Over time, the tiny casters within the trackball housing will collect dust and grime. Cleaning is a cinch and should be done often to maintain consistent performance. Removing the ball takes a little pressure from the bottom portal with your finger. If your fingers won’t fit, use something soft. Make sure you are ready to catch the trackball as you remove it. Dropping it on a hard surface can dent the ball. Any imperfections in the ball will create catch-points as you use it and will be very annoying over the life of the device.
Installation is a snap. Insert the battery, slide the power switch to “On” and plug in the Unifying receiver and your PC should do all the work. No additional software is needed. If you want to change the default button settings or configure other Unifying devices, you’ll need the software that comes with the included CD.
As with the Logitech’s gaming mice, the M570 uses SetPoint as its configuration utility. The default configuration should suit most users very well. I’ll review it as a matter of course but it is completely optional.
The software itself is extremely user-friendly and has plenty of popup explanations to help. It is easy, straightforward, and yet much more powerful than previous versions. Additionally, if you do have multiple Logitech devices installed, they each will get their own “tab” and thus allow you to configure and control them all via one software window.
Users of regular mice or other trackballs will quickly gain proficiency. After the initial break-in period for your thumbs, you will quickly appreciate the relief on your wrists, arms, and shoulders.
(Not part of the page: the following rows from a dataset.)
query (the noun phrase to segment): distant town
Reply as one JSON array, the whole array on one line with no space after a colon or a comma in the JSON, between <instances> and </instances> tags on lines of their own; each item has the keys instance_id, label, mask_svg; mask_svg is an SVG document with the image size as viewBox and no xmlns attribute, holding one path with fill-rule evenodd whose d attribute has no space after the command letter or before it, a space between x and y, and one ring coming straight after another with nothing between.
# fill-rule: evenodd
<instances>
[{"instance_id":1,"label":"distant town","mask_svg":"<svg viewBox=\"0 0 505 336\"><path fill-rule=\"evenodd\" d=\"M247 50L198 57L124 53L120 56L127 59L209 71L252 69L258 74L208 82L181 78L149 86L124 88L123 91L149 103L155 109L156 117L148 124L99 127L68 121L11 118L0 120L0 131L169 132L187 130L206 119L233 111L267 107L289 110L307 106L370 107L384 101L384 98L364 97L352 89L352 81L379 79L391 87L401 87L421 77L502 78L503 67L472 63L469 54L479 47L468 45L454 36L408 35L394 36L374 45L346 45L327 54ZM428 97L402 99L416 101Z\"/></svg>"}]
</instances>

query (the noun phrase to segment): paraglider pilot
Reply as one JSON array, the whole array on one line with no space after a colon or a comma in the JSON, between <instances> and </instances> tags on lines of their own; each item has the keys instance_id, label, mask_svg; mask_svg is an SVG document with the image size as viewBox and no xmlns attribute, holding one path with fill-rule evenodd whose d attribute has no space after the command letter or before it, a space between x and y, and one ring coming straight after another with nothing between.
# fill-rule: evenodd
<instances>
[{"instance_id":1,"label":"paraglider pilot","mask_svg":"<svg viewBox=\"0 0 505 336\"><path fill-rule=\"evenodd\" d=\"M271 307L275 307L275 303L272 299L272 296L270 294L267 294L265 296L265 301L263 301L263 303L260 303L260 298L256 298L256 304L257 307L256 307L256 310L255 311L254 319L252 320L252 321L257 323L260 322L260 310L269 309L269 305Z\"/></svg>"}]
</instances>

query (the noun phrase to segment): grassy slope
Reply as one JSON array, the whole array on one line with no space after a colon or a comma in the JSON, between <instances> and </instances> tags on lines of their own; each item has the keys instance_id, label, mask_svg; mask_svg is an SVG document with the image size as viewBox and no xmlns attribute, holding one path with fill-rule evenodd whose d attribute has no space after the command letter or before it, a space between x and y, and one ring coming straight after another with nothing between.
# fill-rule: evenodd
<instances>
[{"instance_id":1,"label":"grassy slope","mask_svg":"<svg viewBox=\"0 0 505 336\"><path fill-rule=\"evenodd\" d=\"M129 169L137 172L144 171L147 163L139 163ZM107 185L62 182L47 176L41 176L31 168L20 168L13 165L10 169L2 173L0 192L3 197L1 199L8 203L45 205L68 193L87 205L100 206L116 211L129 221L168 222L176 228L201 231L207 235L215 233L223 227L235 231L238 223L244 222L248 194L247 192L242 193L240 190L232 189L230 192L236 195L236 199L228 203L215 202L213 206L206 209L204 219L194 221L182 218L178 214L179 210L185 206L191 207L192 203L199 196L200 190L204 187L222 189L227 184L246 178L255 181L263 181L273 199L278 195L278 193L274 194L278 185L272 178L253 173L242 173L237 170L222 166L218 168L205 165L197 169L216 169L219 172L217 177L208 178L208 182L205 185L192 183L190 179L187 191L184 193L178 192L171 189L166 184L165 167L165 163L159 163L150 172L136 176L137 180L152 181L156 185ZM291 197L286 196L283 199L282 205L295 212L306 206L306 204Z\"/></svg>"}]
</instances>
Wireless range is superb at distance and suffers no interference if your USB ports are tucked behind other equipment.
With that being said, a trackball is not a device you can simply pick up and start using right away. Based on my own experience, it will take you a good 20 hours or more to get the hang of it. People who are complete novices to computers and really haven’t learned any “bad habits” from using a mouse will require less time. You will need to force yourself to use this to get past that initial barrier. The familiar placement of buttons and scroll wheel greatly reduces the amount of change and will allow you to regain proficiency quicker than other options.
Here are some tips for those ready to make the switch.
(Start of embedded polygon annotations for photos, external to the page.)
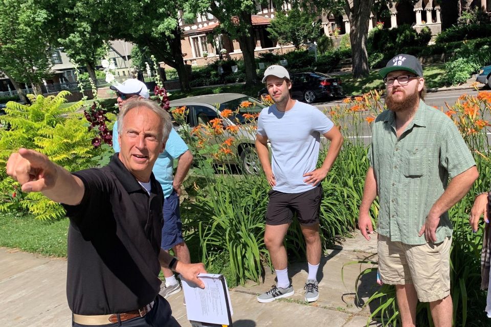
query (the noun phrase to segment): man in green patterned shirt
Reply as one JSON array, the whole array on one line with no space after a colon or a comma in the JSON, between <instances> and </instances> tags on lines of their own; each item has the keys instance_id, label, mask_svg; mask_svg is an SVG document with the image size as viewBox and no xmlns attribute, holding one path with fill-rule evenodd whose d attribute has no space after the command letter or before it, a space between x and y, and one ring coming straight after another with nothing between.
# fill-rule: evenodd
<instances>
[{"instance_id":1,"label":"man in green patterned shirt","mask_svg":"<svg viewBox=\"0 0 491 327\"><path fill-rule=\"evenodd\" d=\"M430 302L435 325L452 325L448 211L479 174L453 122L423 102L419 61L400 54L381 69L388 110L372 127L359 226L370 239L370 207L378 195L378 270L395 285L403 326L415 326L418 299ZM449 181L450 177L450 181Z\"/></svg>"}]
</instances>

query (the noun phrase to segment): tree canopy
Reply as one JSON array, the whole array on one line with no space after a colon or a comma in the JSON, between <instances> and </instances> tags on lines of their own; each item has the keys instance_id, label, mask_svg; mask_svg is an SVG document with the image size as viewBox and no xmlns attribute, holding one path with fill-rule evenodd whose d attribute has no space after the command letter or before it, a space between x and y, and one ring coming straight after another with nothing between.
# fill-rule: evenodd
<instances>
[{"instance_id":1,"label":"tree canopy","mask_svg":"<svg viewBox=\"0 0 491 327\"><path fill-rule=\"evenodd\" d=\"M277 12L266 29L280 44L292 43L298 49L302 44L317 40L320 36L321 21L317 15L294 8L286 13Z\"/></svg>"}]
</instances>

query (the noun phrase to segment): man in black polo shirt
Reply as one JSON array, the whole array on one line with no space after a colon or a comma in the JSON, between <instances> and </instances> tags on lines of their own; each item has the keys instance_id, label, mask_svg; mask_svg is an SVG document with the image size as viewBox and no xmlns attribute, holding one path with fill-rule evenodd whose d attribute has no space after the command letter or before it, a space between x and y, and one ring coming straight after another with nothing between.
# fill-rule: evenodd
<instances>
[{"instance_id":1,"label":"man in black polo shirt","mask_svg":"<svg viewBox=\"0 0 491 327\"><path fill-rule=\"evenodd\" d=\"M107 166L73 174L33 150L20 149L7 173L24 192L60 202L70 219L67 297L74 326L179 326L158 295L161 265L203 287L203 264L178 262L160 249L163 195L152 169L172 124L144 99L118 118L121 151ZM160 261L160 262L159 262Z\"/></svg>"}]
</instances>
People who take the time to get acquainted with a trackball seldom revert to mice. That being said, this is one of the easiest, most user-friendly trackballs I’ve ever used. The wireless connection with its Unifying technology works and works well. Its insanely long battery life coupled with the fact it only needs a single AA battery is impressive. What truly sets this trackball apart is the added buttons and their positioning. If you are experiencing any wrist discomfort symptoms and are looking for relief or just want to try something new, this is a fantastic option that, given enough time to learn, will meet your needs well.